On 2/7/2012 19:12, Dave Hart wrote:
On Tue, Feb 7, 2012 at 18:46, Dave Hart<[email protected]>  wrote:
On Tue, Feb 7, 2012 at 18:38, A C<[email protected]>  wrote:
On 2/7/2012 10:21, Dave Hart wrote:
Thanks for the heads-up.  Assuming by "the C99 flag" you mean it was
configured using --enable-c99-snprintf, that flag didn't "take".  If
it had, you wouldn't be using libc's snprintf, you'd be using libntp's
rpl_snprintf() which would have called rpl_vsnprintf(), and based on
previous experience, it wouldn't have resulted in an infinite loop.


I was wondering about that.  I recompiled it twice with that configure
option.  Any idea why it would have been ignored this time?  I'll rebuild it
and see what happens.

No idea.  However, you don't have to wait for it to hang to see if the
option is working as intended.  After building, look in the build tree
for config.h and grep it for rpl_snprintf.  You should see #define
snprintf rpl_snprintf, otherwise it didn't take.  If it didn't, email
me the config.log.

It appears to be a bug in code I added to sntp/m4/snprintf.m4 (from
the C99-snprintf package, but not yet integrated upstream).  See
http://bugs.ntp.org/2134 for details.  Thanks the agcarver for quickly
helping identify it, and here's hoping it's the reason his NetBSD
5.1/sparc ntpd has been going haywire with its known-bad dtoa() used
by its libc *snprintf routines.

The latest version is now compiled and running.

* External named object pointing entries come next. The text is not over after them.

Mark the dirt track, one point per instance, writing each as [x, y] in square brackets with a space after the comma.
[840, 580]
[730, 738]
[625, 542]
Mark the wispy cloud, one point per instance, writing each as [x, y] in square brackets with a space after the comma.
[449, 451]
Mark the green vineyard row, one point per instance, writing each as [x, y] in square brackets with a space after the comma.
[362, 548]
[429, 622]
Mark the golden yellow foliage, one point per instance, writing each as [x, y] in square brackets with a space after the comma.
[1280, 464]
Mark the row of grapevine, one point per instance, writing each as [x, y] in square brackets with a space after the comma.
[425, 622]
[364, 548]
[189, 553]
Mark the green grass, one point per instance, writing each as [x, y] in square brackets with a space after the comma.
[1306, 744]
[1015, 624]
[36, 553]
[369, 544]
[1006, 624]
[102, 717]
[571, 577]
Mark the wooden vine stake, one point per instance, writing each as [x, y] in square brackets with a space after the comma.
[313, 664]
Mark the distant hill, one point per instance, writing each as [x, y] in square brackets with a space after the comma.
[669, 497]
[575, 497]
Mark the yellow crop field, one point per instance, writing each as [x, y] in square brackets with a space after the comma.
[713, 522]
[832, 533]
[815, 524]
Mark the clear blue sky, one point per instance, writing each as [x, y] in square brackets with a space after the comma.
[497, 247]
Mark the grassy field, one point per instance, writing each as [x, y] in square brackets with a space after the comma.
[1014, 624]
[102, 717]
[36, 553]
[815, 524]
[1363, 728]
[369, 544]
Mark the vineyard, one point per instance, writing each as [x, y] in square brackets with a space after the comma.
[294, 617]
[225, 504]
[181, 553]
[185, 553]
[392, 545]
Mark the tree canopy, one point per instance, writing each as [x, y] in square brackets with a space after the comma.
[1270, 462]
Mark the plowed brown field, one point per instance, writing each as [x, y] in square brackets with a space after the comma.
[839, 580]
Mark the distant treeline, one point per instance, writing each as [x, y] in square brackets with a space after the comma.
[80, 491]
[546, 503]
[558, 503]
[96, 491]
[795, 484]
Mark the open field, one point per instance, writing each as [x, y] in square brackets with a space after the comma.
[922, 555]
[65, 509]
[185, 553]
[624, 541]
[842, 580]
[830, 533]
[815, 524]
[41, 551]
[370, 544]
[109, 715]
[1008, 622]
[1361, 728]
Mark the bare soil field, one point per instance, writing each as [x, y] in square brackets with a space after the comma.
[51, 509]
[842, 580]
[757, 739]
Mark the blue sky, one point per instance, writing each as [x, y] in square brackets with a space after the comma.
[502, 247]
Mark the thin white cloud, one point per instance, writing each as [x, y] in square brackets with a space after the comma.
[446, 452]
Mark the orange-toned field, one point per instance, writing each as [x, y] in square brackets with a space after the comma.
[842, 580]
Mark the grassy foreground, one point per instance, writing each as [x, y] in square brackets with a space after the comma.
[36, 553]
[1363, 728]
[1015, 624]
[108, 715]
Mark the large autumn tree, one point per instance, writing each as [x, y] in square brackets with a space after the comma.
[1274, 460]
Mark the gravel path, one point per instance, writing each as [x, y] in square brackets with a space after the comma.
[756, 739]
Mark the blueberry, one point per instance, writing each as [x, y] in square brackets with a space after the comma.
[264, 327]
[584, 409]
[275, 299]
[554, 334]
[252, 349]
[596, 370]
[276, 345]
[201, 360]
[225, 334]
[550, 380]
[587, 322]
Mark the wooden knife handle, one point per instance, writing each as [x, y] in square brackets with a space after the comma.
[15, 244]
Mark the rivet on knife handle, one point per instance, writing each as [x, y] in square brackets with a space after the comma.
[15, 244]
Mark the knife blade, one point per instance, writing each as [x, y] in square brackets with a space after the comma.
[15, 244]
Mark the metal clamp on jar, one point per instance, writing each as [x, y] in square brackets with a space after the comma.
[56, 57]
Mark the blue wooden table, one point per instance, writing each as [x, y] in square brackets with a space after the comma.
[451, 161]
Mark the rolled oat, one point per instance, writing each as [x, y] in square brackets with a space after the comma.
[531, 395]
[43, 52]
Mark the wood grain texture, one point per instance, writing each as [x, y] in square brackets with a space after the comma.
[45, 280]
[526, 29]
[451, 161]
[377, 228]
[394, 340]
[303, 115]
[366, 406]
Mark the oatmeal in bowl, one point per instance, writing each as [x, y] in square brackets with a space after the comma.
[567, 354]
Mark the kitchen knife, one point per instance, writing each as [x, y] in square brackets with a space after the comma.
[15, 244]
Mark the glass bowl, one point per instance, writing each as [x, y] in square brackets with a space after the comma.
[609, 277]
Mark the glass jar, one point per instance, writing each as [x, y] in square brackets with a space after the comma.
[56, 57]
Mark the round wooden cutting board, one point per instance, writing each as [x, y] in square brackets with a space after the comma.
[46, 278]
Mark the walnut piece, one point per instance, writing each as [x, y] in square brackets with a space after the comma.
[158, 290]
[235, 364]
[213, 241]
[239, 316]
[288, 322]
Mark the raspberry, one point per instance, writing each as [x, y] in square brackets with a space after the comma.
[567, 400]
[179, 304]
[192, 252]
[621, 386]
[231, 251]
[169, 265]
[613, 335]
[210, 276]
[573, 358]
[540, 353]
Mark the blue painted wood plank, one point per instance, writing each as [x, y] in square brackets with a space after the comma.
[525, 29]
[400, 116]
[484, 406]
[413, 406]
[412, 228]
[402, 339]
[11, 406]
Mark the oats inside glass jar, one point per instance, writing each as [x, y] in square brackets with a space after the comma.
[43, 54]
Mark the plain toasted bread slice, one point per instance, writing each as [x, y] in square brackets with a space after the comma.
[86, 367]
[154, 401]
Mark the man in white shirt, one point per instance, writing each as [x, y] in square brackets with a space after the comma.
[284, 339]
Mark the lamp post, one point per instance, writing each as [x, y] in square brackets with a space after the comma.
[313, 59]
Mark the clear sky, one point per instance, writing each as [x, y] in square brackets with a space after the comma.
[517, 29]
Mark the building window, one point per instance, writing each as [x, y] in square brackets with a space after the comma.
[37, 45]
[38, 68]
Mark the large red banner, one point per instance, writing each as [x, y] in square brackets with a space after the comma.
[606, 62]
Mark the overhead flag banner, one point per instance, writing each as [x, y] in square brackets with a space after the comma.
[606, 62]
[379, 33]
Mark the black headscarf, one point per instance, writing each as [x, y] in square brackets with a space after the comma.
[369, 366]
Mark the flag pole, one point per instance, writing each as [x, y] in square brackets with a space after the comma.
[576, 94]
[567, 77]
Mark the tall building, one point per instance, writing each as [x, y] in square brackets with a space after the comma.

I'll let it go and see what happens over the next week. Just as a point of reference, the system has been without ntpd (or any other clock discipline) for about three days and the clock was only off by about 1 millisecond when I started ntpd up again. So it would appear that the system oscillator is reasonably stable and I don't have to be as concerned that it's doing something strange to cause the multi-second jumps.